Mais bon, ces deux jobs réputés dégradants, notre tueur a réussi à se les rendre utiles. Pire, c’est tout juste s’il ne prend pas un plaisir certain à les exercer. Bien sûr, c’est souvent dégueulasse, bien sûr souvent il sent la nausée qui lui monte. Mais il sait très bien pourquoi il le fait et cela le motive. Il n’en est qu’au début, évidemment, mais sa carrière s’annonce brillante, fulgurante même.
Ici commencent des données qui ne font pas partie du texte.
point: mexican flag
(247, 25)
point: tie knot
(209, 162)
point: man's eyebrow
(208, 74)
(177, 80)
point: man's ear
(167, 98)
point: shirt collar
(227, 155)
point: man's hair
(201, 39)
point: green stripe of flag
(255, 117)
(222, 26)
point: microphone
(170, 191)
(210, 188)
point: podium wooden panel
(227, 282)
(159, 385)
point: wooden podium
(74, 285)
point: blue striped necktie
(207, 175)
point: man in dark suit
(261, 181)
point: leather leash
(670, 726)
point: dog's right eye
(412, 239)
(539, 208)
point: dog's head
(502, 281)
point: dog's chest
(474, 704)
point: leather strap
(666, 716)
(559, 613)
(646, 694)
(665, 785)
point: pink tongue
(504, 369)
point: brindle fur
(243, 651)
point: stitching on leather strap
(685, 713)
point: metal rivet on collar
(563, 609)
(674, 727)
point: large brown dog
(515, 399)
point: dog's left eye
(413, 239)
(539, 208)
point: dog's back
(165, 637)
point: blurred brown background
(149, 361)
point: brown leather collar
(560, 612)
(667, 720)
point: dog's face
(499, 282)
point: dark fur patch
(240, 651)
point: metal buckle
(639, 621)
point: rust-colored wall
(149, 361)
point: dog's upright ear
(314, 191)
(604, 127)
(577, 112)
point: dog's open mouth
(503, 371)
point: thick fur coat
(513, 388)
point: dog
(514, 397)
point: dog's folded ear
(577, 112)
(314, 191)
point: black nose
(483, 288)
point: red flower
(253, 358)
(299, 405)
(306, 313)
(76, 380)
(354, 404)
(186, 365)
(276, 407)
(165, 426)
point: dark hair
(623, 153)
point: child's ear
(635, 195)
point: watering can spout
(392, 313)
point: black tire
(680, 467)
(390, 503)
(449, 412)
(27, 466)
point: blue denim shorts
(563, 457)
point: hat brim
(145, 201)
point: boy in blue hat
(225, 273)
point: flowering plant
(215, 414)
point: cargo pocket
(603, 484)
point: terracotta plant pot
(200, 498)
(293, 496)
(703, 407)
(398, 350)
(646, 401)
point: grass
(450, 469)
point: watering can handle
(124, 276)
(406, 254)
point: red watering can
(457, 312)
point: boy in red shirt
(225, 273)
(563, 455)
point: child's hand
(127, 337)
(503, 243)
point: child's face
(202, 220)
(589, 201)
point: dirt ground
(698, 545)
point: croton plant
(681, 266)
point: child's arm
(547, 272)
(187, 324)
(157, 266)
Toutefois, depuis son gros coup, il sait qu’il va devoir mettre la pédale douce. Parce que notre assassin comprend bien ce qui va se passer : des gens vont le chercher. Et pas des gens ordinaires, non. Des gens comme lui, qui ne sauront sûrement pas exactement ce qu’il a fait, ni comment, ni pourquoi, mais qui vont le menacer plus sérieusement que la police. Alors, il va se mettre au vert un moment, peut-être même partir, le temps qu’ils comprennent qu’ils n’ont aucune chance de l’attraper, parce qu’il a plusieurs coups d’avance sur eux.
Le méchant ne peut retenir un ricanement en pensant combien ils n’y arriveront jamais et ce, à tous les niveaux. Finalement, cette journée s’annonce radieuse. Non, notre méchant ne va pas partir, il va regarder ses poursuivants s’essouffler puis reprendre ses petites activités.
Ailleurs, dans la banlieue lausannoise, un petit garçon traverse la route, courant après son ballon. Le conducteur plante sur la pédale de frein, mais trop tard. Le choc est brutal, l’enfant vole violemment. L’automobiliste saisit son téléphone après quelques secondes de blanc qui semblent durer des heures et appelle les secours, paniqué. Déjà, une mare de sang se forme autour de sa malheureuse victime. L’ambulance arrive cinq minutes après, toutes sirènes hurlantes. C’est un cas de priorité absolue après tout.
Le conducteur, un jeune homme, l’air traumatisé, est à côté de l’enfant, tétanisé. Les ambulanciers arrivent rapidement près du corps du garçonnet, qui ne doit pas avoir plus de huit ans. Celui-ci ouvre les yeux, et commence à doucement se relever, du sang coulant toujours de sa plaie à la tête, sous le regard hébété des témoins.
Emmené à l’hôpital pour un contrôle de routine, il est remis peu après à sa famille, avec quelques points de suture. Il a eu beaucoup de chance… enfin, surtout, désormais, le démon Haymaton, Chevalier du Jugement Dernier, habite son corps. Sa mission ? La même que Felicia. Bon, bien sûr, il ne dispose pas des mêmes moyens, mais au moins pourra-t-il compter sur le soutien du Capitaine des Légions Salvatrices Cigüe, qui supervise son enquête et lui a assuré qu’il disposerait de tout ce dont il aurait besoin, équipe de gros bras inclus. Une copie du dossier d’enquête allait d’ailleurs bientôt lui parvenir, dans une boîte postale, dont la clef lui serait remise par un camarade d’école. Les démons aussi mettaient le paquet, parce que le PdD, on le respecte ou l’on meurt.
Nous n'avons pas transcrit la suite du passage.